Car un État de citoyenneté ne se mesure pas à l’éloquence de ceux qui l’annoncent, mais à la transformation réelle vécue par ceux qui le subissent ou l’attendent.
Une perspective plus large : ce que l’histoire nous enseigne
Pour éclairer ce moment historique, il n’est pas inutile de convoquer ici une leçon classique. Montesquieu rappelait que les institutions ne fonctionnent durablement que lorsqu’elles façonnent les comportements. Autrement dit :
un décret ne suffit pas si les mentalités ne suivent pas,
une directive est inutile si les pratiques profondes ne changent pas.
Ainsi, si la rencontre avec les walis doit produire ses effets, elle devra s’accompagner :
- d’une justice réellement indépendante,
- de sanctions contre les abus d’autorité,
- de récompenses pour les administrateurs exemplaires,
- et d’une évaluation régulière des résultats sur le terrain.
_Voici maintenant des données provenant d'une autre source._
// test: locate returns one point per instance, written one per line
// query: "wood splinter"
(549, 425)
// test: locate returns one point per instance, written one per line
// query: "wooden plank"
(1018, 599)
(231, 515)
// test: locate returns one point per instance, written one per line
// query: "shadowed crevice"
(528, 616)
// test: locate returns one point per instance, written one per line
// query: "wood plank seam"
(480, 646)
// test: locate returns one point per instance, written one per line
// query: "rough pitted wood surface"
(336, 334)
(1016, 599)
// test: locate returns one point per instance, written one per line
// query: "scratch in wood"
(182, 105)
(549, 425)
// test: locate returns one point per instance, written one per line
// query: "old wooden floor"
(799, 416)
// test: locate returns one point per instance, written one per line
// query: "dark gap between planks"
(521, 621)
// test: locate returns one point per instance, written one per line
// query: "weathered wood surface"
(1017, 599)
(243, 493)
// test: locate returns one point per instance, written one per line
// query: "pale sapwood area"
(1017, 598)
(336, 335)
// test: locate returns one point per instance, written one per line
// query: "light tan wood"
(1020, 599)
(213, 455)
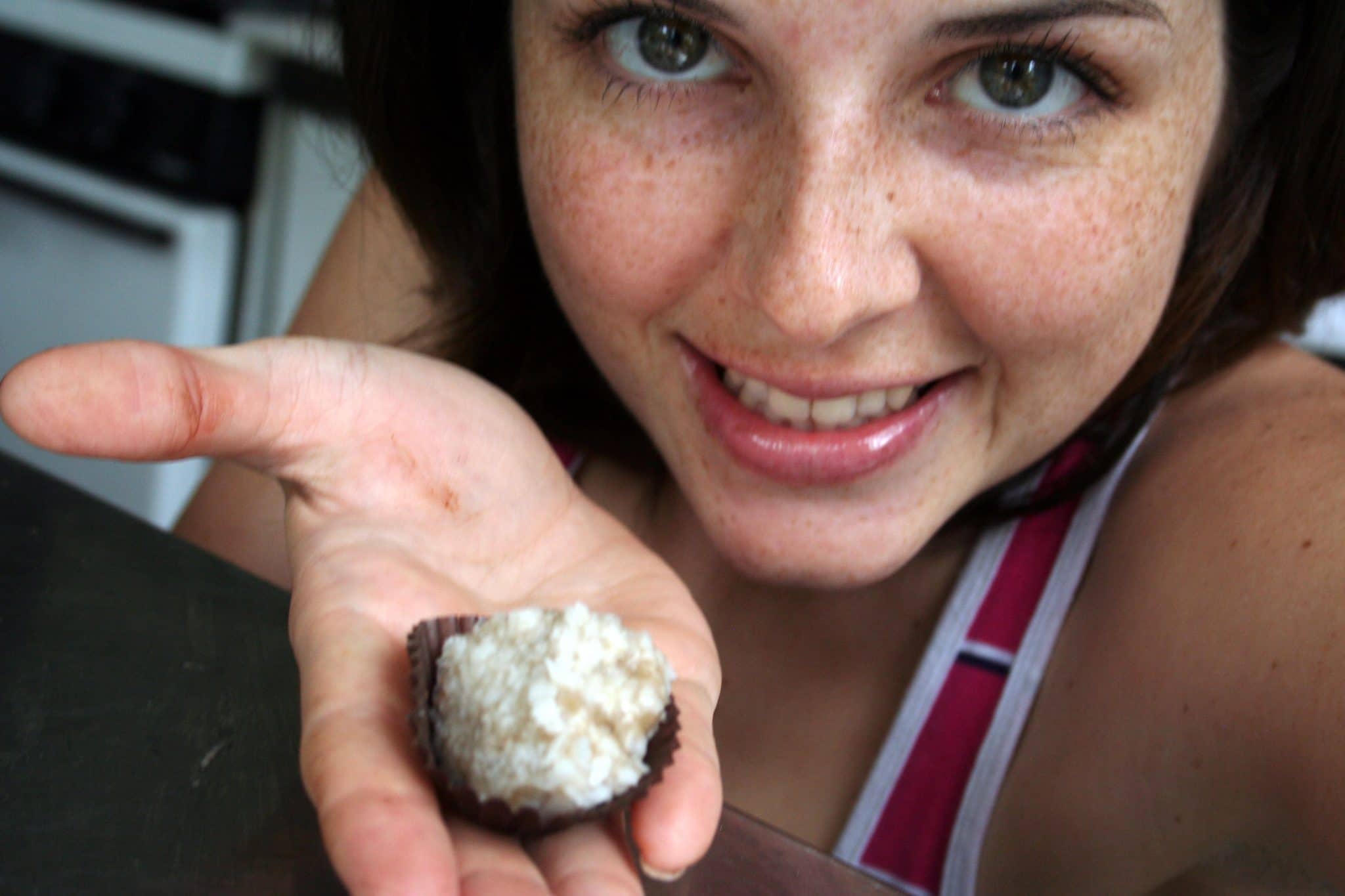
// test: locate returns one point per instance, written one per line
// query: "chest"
(1105, 793)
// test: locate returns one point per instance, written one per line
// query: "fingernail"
(662, 876)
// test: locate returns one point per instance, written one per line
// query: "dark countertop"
(150, 723)
(148, 711)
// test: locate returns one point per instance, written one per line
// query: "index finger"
(380, 817)
(137, 400)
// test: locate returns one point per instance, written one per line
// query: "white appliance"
(118, 250)
(88, 258)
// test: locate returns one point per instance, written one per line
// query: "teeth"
(830, 413)
(787, 408)
(873, 403)
(900, 396)
(753, 394)
(825, 413)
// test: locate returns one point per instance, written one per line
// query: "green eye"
(671, 45)
(1019, 85)
(666, 47)
(1016, 81)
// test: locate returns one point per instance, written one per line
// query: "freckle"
(450, 499)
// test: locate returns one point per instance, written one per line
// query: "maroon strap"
(911, 839)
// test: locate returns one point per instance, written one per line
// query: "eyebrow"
(1028, 16)
(707, 10)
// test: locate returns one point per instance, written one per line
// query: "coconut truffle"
(549, 710)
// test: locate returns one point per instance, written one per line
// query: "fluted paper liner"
(424, 644)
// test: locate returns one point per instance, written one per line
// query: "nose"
(822, 246)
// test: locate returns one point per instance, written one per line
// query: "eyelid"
(585, 32)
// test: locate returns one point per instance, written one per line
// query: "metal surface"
(148, 711)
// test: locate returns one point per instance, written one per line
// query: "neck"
(894, 614)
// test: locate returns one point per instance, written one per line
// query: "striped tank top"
(923, 813)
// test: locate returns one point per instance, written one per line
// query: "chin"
(813, 566)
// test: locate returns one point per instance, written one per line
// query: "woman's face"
(853, 263)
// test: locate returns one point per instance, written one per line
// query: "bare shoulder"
(1225, 551)
(1250, 468)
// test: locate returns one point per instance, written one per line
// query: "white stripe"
(988, 652)
(925, 688)
(997, 750)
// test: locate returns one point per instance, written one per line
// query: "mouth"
(824, 436)
(820, 414)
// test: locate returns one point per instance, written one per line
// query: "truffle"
(541, 717)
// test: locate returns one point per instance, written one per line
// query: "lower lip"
(798, 457)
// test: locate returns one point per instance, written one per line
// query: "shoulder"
(1225, 550)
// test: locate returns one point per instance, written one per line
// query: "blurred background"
(171, 169)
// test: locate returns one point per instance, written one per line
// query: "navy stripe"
(982, 662)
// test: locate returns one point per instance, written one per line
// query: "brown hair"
(431, 89)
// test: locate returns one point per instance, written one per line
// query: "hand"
(413, 489)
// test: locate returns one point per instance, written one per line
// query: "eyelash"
(583, 28)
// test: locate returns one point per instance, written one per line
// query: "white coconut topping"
(549, 710)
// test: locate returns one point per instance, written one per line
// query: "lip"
(797, 457)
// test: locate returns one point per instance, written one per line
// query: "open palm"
(413, 489)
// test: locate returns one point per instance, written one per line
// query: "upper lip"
(817, 387)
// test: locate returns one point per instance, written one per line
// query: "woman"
(865, 281)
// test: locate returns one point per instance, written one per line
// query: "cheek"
(1074, 272)
(622, 226)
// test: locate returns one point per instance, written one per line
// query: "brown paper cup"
(424, 644)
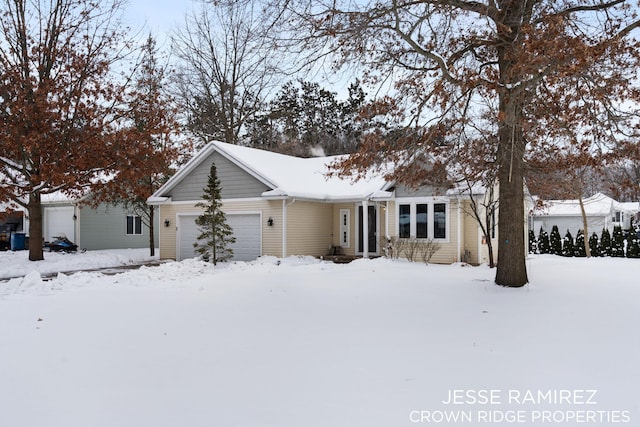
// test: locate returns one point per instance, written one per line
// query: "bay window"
(422, 219)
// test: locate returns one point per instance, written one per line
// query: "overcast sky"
(156, 16)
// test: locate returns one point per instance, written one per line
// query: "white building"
(601, 212)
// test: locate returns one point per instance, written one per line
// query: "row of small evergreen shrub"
(616, 244)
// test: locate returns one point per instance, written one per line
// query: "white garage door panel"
(59, 220)
(246, 230)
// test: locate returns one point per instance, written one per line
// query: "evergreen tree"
(633, 244)
(568, 246)
(579, 249)
(555, 241)
(594, 245)
(215, 233)
(543, 242)
(605, 243)
(617, 242)
(533, 244)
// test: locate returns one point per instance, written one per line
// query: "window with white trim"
(423, 219)
(345, 227)
(134, 225)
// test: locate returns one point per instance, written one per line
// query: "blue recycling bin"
(17, 241)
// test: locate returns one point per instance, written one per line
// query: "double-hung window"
(134, 225)
(422, 219)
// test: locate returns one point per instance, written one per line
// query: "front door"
(371, 232)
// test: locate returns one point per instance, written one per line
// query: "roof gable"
(282, 175)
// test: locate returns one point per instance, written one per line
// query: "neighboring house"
(104, 227)
(281, 205)
(601, 212)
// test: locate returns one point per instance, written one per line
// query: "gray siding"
(235, 182)
(106, 228)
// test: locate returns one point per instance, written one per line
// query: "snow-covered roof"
(288, 176)
(596, 205)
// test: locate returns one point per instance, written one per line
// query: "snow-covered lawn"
(14, 264)
(303, 343)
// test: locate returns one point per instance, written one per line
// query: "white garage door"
(246, 230)
(57, 221)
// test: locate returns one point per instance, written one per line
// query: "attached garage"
(59, 220)
(246, 230)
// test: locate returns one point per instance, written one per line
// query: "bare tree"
(226, 65)
(522, 70)
(59, 101)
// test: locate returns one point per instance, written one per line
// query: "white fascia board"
(158, 200)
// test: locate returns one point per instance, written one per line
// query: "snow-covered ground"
(303, 343)
(14, 264)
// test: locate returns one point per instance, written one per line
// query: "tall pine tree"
(594, 245)
(215, 233)
(555, 241)
(543, 242)
(579, 249)
(605, 243)
(568, 247)
(617, 242)
(633, 244)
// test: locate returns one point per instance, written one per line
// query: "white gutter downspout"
(386, 220)
(284, 228)
(459, 230)
(365, 229)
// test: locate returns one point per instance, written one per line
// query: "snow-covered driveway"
(298, 342)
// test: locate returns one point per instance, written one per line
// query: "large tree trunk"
(35, 227)
(512, 269)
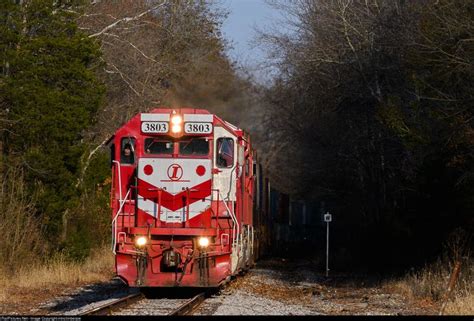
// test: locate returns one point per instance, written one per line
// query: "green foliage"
(50, 94)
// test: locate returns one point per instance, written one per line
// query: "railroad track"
(125, 304)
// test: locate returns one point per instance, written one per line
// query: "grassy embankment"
(431, 283)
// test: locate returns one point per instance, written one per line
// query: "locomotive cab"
(179, 214)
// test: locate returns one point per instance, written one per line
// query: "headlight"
(176, 120)
(176, 128)
(140, 241)
(203, 242)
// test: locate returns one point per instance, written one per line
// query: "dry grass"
(63, 272)
(430, 285)
(31, 285)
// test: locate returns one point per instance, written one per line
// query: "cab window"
(127, 150)
(225, 152)
(156, 146)
(195, 146)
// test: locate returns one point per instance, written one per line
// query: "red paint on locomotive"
(182, 199)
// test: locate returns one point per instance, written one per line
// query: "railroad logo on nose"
(175, 172)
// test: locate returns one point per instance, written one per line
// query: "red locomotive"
(182, 199)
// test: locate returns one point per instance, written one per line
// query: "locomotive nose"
(174, 189)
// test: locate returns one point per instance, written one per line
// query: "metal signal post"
(327, 219)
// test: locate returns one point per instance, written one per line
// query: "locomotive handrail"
(114, 221)
(234, 219)
(120, 178)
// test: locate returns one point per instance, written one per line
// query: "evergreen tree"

Sans cela, l’initiative présidentielle, aussi prometteuse soit-elle, risque de rejoindre la longue liste des « réformes qui n’ont changé que les dossiers ».
Conclusion provisoire : l’espoir n’est pas interdit, mais le suivi sera décisif
En définitive, saluons ce qui doit l’être :
oui, le Président de la République a envoyé un signal fort en réunissant les walis ;
oui, le gouvernement est publiquement mis devant l’obligation de servir plus efficacement ;
et oui, cette orientation marque une volonté d’inscrire la gouvernance dans une logique de citoyenneté.
Mais pour que cette rupture soit réelle, il faudra désormais aller au-delà de l’intention.
Car la Mauritanie n’a plus le luxe de rater ce rendez-vous avec elle-même.
L’État de citoyenneté ne demande pas seulement des discours, mais des preuves. Et si la société mauritanienne commence à espérer, elle commence surtout à exiger.